Tahiryuaq, formerly Ferguson Lake, (Inuinnaqtun: Tahikyoak) is located on southern Victoria Island in the Kitikmeot Region of Nunavut, in northern Canada. It drains westward into Iqaluktuuq (meaning "place of big fish") which is a segment of the Ekalluk River, 5 mi from the northeastern side of Wellington Bay (Ekaloktok), on Dease Strait, Arctic Ocean Ferguson Lake was the namesake of Constable Ferguson, a Royal Canadian Mounted Police member, but is now known by the original name of Tahiryuaq

Tahiryuaq has been characterized as "polar semi-desert". Its flora includes willow-sedge meadows, dryas uplands, and raised beaches. The narrow land area between Wellington Bay and Tahiryuaq funnels migrating Dolphin-Union caribou herd, making them easy prey for Inuit hunters.
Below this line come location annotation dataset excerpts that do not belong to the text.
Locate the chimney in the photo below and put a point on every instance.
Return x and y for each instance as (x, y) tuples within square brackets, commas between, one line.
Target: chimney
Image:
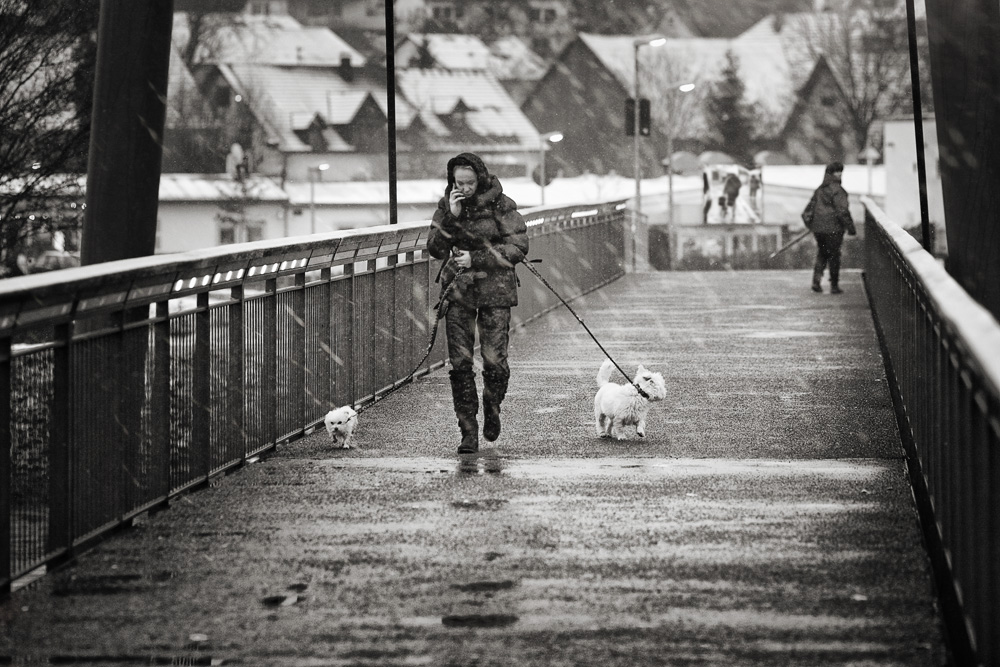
[(345, 70)]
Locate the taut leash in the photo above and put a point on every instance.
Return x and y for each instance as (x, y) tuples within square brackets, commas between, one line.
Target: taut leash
[(528, 265), (440, 309)]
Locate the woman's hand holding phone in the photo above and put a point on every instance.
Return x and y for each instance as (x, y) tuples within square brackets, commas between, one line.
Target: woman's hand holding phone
[(455, 202)]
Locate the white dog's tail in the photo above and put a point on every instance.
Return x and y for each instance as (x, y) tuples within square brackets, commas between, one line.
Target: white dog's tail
[(604, 375)]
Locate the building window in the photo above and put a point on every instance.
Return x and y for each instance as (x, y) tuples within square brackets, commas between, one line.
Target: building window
[(230, 232)]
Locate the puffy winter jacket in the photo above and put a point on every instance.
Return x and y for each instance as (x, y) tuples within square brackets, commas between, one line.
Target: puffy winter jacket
[(829, 208), (490, 227)]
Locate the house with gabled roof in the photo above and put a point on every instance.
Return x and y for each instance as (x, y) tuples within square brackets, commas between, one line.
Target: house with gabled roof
[(459, 111), (516, 66), (837, 55), (443, 51), (508, 59), (297, 97), (583, 95)]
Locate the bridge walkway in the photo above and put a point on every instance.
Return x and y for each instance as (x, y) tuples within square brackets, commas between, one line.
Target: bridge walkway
[(766, 519)]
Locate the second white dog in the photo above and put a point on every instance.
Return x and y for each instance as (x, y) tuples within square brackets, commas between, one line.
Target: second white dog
[(619, 405), (340, 423)]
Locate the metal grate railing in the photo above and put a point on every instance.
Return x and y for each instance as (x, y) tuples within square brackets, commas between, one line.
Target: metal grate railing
[(127, 383), (944, 362)]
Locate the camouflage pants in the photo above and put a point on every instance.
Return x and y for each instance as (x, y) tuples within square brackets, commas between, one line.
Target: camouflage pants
[(828, 253), (493, 324)]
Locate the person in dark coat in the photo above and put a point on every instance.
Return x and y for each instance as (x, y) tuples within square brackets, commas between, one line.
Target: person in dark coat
[(477, 228), (828, 216), (731, 190)]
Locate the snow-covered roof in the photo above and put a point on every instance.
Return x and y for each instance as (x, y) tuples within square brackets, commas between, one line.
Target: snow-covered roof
[(763, 66), (510, 58), (286, 99), (185, 103), (270, 40), (217, 187), (485, 105), (450, 51)]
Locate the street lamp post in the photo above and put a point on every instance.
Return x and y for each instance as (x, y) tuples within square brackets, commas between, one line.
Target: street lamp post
[(545, 140), (314, 172), (684, 88), (651, 40)]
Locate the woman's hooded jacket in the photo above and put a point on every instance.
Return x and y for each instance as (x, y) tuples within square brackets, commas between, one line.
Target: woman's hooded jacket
[(490, 227), (830, 213)]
Muskox, Arctic hare, and ptarmigan also inhabit the area. The lake itself contains Arctic char (iqalukpiit) and lake trout (ihuurayuit). These were the principal food sources for Copper Inuit who were predated by people of the Dorset culture through the Thule culture as evidenced by Canadian Arctic archaeological sites on the banks of the lake, its river, and about 1 km north on the bay (Cadfael site).